Celebrating the wedding of an old and dear friend, with other old and dear friends, we felt 16 again. Except one of us turned up with a baby and the other was the groom. Scandal.
If you’d have described this future day to our old selves, sat in the 6th Form common room, piled on those musty chairs, arguing over the pool table, we would have laughed at you. Marriage and children? Us? Well, not quite all of us yet. But I love to watch the families grow in the friends I knew then and hold very dear to me now. It is a strange, bittersweet pleasure to watch us growing up, getting older, becoming responsible adults.
People have proper jobs and their dreams change rather than fade. But if you catch them in the right light, with heads thrown back and laughter let loose, that 16-year old shadow self is still there. And causing mischief.

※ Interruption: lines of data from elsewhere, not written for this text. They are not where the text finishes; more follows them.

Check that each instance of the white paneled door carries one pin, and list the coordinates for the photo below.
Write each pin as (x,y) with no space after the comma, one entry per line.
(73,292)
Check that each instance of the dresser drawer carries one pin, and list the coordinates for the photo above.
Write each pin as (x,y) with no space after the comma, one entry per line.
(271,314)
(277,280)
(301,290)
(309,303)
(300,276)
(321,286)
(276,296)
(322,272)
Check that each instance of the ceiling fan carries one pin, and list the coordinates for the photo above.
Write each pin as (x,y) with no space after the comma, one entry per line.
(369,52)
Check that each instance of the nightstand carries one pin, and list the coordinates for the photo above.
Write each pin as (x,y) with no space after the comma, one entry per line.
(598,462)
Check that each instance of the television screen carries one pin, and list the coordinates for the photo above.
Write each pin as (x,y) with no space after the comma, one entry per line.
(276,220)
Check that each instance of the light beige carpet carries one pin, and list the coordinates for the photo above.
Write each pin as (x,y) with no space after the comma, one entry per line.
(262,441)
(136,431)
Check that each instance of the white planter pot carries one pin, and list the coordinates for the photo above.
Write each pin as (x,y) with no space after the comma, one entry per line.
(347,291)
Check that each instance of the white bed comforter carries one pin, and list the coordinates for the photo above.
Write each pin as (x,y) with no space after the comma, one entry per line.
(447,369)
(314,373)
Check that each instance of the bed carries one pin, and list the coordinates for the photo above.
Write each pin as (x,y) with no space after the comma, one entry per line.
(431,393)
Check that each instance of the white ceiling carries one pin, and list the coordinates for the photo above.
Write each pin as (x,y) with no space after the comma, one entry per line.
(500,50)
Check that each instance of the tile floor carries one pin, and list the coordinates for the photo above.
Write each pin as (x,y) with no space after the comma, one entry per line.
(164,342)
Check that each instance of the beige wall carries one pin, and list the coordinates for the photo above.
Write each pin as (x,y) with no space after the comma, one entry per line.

Perfect then, that today’s little bookworm happily indulges in the nostalgia of her Mum’s childhood. She loves the books her Mum read. She’s lucky enough to have those books to hold on to and carry with her. These little parcels of time, soaked in history, heavy with memory and love.
Poppy is 8 and great. Cheeky, fun, full of imagination and ingenuity. She asked if she should change out of her school uniform, but I’m so glad she didn’t. It fits the theme of her session so beautifully for me. Nostalgia. In all it’s rosy glow and heartwarming hue.
Like most kids aged 8, Poppy is full of energy and enterprise. We were sat chatting, she would be deep in thought, discussing important things (the things that matter to an 8 year old, like hairbands, favourite soft toys and socks that don’t stay up)…
…before she would leap up onto her bed, tell me to shut my eyes, whilst she got her newest creation ready to show me. It was Kermit in a handmade parachute of straws, card and string. Poppy also made something very inventive out of knickers and socks, but that only came out after my camera was packed away. Lesson to Mum: anything not tied down will be up-cycled into something new to play with.
She’s a real bookworm. Not just someone who loves to be read too and the time that gives her with an attentive parent. But she really LOVES books. To read, to stack, to flick through, to pore over. Poppy performed the Fairy rap for me from one book, before telling me what she HATED, and then showing me what she loved by cuddling it. Do you know many other girls who cuddle copies of Asterix? Me neither. I love that I recognised it as something my brother had we when were little. Great storytelling always trumps present-day fads.
But we did have to have words. Happy ones. About what “one favourite” meant. Which is, not your favourite pile of books, Poppy, but the one book you would have with you on a desert island.
And with admirable resilience to cutting down the shortlist, Poppy chose a collection in one volume.
Clever Poppy. Very clever.
But I’m not easily beaten, so I asked her to narrow it down even more. One. Single. Favourite. From the beautiful Illustrated Classics for Girls, Poppy picked Heidi as her very favourite story.
And then a moment of quiet. Time to read and soak up the familiar story.
But ask her one too many times to look up and she will reward you with the perfectly calibrated 8 year old stare.
So back to the book and I ask her, what’s her favourite part? And I’m struck by her answer. She loves the end of the story. The picture is lovely and the family feels complete. “Once I was sad and lonely” Heidi’s Grandfather says. But now he is full of happiness.
Poppy shows me the picture, where Heidi and her Grandfather stare out at the red-gold sunset, together. This is my favourite she says, because they’re not lonely anymore.
Poppy’s not a lonely kid, not at all. Her shelves are full of pictures of her and her friends, her family.
But what she has is a keen sense of empathy. Reading can bring that out in you I think – immersing yourself in the the life of someone else teaches you to understand and appreciate what you have, and be aware of the lack of it in others. She knows that what she has in abundance, not everyone does. It makes her happy when they find it in the end. Togetherness. The warm, safe feeling of a family that loves you, deeply and always.
We have a moment of reminiscing, of loving these gentle old stories, before things come to an abrupt end. I think I’ve spied a worm on the carpet. This is a moment of mutual hilarity and a little stupid fear on my part.
Poppy hops down from bed to investigate. My overactive imagination strikes again. She looks up to me and laughs. “Just a stupid bit of my banana. The stringy bit from the peel.” Ahem. Yes. Cough. Of course it is.
Then to finish our session, Poppy’s mum entrusts us with a a treasure of hers – a hardback copy of the classic, Enid Blyton’s “The Magic Faraway Tree.” Poppy has a perfectly placed book-light and she loves the quiet of reading to herself at night, so she wanted to create a picture that featured it. We closed the curtains, pretended the sun had set and switched the light on above her.
That is the look of a kid who knows the happy little joy of an extra few pages before bed.
I might be biased, but those snatched chapters are so often the best.